03 May 2013, News Wires – Planned month-long maintenance at a major BP gas processing plant in Pascagoula, Mississippi, will shut in a “tremendous” amount of Gulf of Mexico oil production, the chief executive of Plains Exploration & Production said on Thursday according to a report.
Plains said it had been notified by BP that the plant would be shut for 36 days beginning on May 3; the planned maintenance had been announced in 2012, Reuters reported.
The plant processes production from wells in the eastern corridor of the deepwater Gulf of Mexico.
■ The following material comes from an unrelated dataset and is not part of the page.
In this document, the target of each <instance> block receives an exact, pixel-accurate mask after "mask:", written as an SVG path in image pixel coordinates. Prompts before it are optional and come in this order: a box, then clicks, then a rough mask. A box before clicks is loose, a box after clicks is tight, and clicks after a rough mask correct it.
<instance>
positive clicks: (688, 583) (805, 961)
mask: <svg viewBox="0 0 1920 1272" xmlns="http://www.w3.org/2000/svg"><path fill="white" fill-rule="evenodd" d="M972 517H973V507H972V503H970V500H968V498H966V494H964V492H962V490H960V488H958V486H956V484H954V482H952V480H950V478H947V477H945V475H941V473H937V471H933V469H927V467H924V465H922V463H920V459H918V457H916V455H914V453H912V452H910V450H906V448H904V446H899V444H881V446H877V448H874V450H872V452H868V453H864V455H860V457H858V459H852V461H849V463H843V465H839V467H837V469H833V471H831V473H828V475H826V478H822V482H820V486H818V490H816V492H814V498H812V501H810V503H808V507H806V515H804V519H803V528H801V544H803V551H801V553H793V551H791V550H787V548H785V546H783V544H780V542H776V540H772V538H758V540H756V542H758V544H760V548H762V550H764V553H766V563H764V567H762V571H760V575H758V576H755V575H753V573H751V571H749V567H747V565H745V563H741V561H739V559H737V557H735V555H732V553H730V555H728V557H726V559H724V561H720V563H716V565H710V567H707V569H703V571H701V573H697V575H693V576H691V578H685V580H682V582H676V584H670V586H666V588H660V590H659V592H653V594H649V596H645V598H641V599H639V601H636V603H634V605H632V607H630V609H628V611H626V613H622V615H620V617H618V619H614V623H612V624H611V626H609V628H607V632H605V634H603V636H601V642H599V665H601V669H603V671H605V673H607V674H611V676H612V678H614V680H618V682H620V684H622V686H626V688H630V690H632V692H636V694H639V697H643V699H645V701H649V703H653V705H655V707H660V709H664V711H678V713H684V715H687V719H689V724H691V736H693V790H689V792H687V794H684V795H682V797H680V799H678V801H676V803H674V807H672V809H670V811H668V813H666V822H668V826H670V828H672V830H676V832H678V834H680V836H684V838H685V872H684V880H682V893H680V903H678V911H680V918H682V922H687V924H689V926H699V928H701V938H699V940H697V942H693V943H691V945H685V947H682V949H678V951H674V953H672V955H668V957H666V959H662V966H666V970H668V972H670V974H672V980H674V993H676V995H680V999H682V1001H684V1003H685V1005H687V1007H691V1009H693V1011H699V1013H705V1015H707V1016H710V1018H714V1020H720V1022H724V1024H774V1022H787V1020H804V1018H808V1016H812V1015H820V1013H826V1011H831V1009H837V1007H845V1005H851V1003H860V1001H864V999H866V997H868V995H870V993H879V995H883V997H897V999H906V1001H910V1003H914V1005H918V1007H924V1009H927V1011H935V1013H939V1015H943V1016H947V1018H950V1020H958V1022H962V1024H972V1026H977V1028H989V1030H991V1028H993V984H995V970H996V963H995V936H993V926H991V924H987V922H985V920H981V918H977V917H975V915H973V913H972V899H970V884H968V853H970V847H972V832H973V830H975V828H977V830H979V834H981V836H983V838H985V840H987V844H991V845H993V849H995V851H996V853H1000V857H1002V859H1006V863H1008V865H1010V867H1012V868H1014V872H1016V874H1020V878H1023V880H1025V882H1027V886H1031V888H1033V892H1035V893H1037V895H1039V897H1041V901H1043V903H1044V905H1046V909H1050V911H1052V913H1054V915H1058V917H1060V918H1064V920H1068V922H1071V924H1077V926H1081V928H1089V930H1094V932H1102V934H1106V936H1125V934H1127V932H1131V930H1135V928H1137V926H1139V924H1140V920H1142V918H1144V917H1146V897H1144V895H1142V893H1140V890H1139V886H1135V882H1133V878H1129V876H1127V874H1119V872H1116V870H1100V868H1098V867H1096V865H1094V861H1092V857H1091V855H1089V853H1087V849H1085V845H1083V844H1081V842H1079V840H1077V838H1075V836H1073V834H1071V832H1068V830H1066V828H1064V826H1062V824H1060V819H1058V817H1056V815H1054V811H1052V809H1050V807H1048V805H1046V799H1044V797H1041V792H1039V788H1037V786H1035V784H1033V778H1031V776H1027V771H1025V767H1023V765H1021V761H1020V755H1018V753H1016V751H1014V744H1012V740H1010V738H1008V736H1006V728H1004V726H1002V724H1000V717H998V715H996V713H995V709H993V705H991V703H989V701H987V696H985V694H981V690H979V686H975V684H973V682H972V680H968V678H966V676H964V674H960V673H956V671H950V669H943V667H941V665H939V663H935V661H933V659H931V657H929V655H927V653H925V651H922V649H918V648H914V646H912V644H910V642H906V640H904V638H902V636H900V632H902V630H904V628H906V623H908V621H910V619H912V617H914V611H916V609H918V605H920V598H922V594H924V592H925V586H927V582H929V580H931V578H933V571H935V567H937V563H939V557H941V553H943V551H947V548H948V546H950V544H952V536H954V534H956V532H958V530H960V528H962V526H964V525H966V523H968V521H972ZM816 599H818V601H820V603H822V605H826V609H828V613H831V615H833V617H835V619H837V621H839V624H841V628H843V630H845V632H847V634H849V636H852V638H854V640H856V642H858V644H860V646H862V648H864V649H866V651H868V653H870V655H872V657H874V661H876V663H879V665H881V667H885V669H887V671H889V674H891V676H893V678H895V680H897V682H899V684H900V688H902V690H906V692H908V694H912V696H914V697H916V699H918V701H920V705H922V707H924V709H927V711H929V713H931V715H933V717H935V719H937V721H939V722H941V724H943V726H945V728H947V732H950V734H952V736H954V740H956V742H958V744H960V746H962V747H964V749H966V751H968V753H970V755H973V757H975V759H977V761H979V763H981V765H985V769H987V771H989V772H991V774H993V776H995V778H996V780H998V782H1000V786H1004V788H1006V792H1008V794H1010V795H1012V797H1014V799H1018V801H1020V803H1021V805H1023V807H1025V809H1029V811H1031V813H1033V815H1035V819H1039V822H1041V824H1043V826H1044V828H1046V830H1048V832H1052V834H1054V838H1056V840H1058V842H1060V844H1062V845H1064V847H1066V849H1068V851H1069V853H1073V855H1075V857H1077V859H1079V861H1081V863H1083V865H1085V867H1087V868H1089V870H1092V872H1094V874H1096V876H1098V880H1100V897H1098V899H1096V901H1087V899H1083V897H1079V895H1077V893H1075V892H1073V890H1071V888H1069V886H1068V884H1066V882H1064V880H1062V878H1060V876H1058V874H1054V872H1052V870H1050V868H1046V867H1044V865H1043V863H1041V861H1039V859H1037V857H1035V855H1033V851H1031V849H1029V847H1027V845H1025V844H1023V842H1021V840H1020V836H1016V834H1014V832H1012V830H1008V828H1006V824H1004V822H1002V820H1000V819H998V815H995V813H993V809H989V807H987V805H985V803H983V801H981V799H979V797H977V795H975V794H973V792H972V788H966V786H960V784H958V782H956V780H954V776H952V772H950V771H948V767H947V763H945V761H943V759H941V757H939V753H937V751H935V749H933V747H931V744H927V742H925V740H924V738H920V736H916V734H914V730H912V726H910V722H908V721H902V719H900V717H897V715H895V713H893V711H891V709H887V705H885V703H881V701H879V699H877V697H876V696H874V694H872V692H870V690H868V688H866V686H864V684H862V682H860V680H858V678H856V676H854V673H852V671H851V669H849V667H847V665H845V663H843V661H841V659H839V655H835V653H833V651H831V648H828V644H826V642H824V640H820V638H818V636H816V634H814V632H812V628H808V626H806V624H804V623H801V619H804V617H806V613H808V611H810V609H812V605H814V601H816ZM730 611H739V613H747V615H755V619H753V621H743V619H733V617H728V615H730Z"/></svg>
“It is shutting in a tremendous amount of oil production in the Gulf of Mexico,” Jim Flores, chief executive at Plains, told analysts on a conference call following earnings.
“It’s shutting in Thunder Horse, Ni Kika, Horn Mountain, Marlin and so forth for 36 days. So you’ll probably see the HLS (Heavy Louisiana Sweet) crude oil tighten.”
He did not provide an estimate for the total shut-in, but BP-operated Thunder Horse is the biggest platform in the world with the capacity to produce 250,000 barrels per day and 200 million cubic feet per day. Na Kika, also operated by BP, can pump 110,000 bpd.
Asked about the maintenance and its impact on upstream oil production, a BP spokesman said the company typically does not comment on day-to-day activities.
Net average daily sales volumes from the Horn Mountain platform and the Marlin Hub, both of which Plains bought from BP last year, was 44,000 barrels of oil equivalent per day in the first quarter of 2013, Plains said.